In July, County Road 39, where it becomes Sunrise Highway in Southampton, was closed for six hours after a commercial truck and an SUV collided, leaving one driver with serious injuries. Traffic was backed up for miles.
"We won't have a repeat of that hopefully," Wilson said. Making matters worse, Montauk Highway in Hampton Bays was under construction, preventing traffic being funneled there.
Communication between investigating agencies can also be improved, according to Dr. Yvonne I. Milewski, the chief county medical examiner.
Her office looked at calls from East End police agencies for the past two years and the average time it took for the ME's office to receive a phone call from police is 65 minutes, she said. The office's response time, once they were notified, was 79 minutes, she said.

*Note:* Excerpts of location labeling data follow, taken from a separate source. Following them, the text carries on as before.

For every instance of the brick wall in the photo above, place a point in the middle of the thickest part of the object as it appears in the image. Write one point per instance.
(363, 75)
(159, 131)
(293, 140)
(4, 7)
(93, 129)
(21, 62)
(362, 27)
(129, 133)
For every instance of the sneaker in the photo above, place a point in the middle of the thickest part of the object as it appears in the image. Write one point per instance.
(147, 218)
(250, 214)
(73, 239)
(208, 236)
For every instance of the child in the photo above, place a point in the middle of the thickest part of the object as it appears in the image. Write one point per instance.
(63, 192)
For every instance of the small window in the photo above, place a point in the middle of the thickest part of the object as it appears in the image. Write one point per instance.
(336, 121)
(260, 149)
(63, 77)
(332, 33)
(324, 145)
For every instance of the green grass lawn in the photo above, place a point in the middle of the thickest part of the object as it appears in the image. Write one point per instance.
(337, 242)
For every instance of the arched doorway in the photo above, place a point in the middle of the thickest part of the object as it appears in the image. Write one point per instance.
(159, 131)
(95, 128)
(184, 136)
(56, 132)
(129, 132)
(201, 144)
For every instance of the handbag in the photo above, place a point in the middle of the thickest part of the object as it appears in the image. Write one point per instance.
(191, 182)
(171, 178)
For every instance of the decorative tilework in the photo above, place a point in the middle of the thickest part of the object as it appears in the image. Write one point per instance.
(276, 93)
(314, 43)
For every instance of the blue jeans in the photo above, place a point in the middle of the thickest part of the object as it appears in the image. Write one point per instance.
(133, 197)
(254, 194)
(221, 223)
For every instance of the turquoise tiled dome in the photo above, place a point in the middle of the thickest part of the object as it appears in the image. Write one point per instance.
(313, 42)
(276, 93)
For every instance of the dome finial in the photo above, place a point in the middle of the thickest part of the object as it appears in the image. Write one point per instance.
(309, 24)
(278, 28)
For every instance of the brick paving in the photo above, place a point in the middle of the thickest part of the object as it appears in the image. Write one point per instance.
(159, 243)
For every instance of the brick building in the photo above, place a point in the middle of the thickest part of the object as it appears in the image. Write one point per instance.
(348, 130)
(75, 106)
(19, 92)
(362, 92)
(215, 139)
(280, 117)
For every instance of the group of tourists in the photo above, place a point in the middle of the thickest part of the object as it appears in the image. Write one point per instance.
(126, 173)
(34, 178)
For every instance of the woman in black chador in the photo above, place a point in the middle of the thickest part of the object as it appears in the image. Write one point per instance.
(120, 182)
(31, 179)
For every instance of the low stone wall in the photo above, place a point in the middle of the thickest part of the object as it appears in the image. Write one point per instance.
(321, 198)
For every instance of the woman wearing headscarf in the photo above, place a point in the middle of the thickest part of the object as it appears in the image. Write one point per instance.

"There is a very understandable delay in notifying us," she said, but she believes there's room to cut it down, which bring the overall average time of 2 hours and 24 minutes for the ME's office to get on an accident scene down.
East Hampton Village Mayor Paul F. Rickenbach Jr. said he wrote a letter to the ME's office after a fatal accident on Route 114 in July, when the body of the deceased remained in the vehicle for several hours.
Milewski said she is checking with the county attorney, but she thinks the protocols for how her office responds to motor vehicle accident could change. She said a body transport vehicle and an examiner are not always together, which sometimes adds to the amount of time it takes the ME's office to respond. If the police and detectives are already investigating, she said only a body transport vehicle has to respond.
"In East Hampton, we're under the impression the investigator wants to be there and do an assessment of the body," Ecker said. "I have a lot more comfort when an ME investigator does show up and starts his investigation and it parallels ours."
Milewski also suggested that an ambulance transport the body from the accident scene to a hospital if the transport vehicle is taking too long.
Violetta Zamorski, the Southampton EMS Advisory Committee Chairwoman, felt that would not work well on the South Fork "because you're tying up an emergency 911 service that is mainly made up of volunteers."
Thiele asked the group if they see a need for red light cameras, as a deterrent, which have been used in other parts of the state and western Suffolk County, but have not been put into place on the South Fork. In fact, the state legislature just approved another 50 for use.
While few said there is a major problem with drivers running red lights — perhaps due to the low numbers of them — there seemed to be some interest in speed cameras to deter speeding drivers on roads that all agree were not engineered to withstand this volume of traffic.
"The rest of the world uses them," Southampton Town Supervisor Anna Throne Holst said.
Thiele explained that the legislature has to approve them and that there has been some resistance from civil liberty groups.
East Hampton Town Supervisor Bill Wilkinson suggested looking at other tourist communities to find their best practices. "We aren't inventing her anything that hasn't already happened in Aspen, or other tourist places that swell."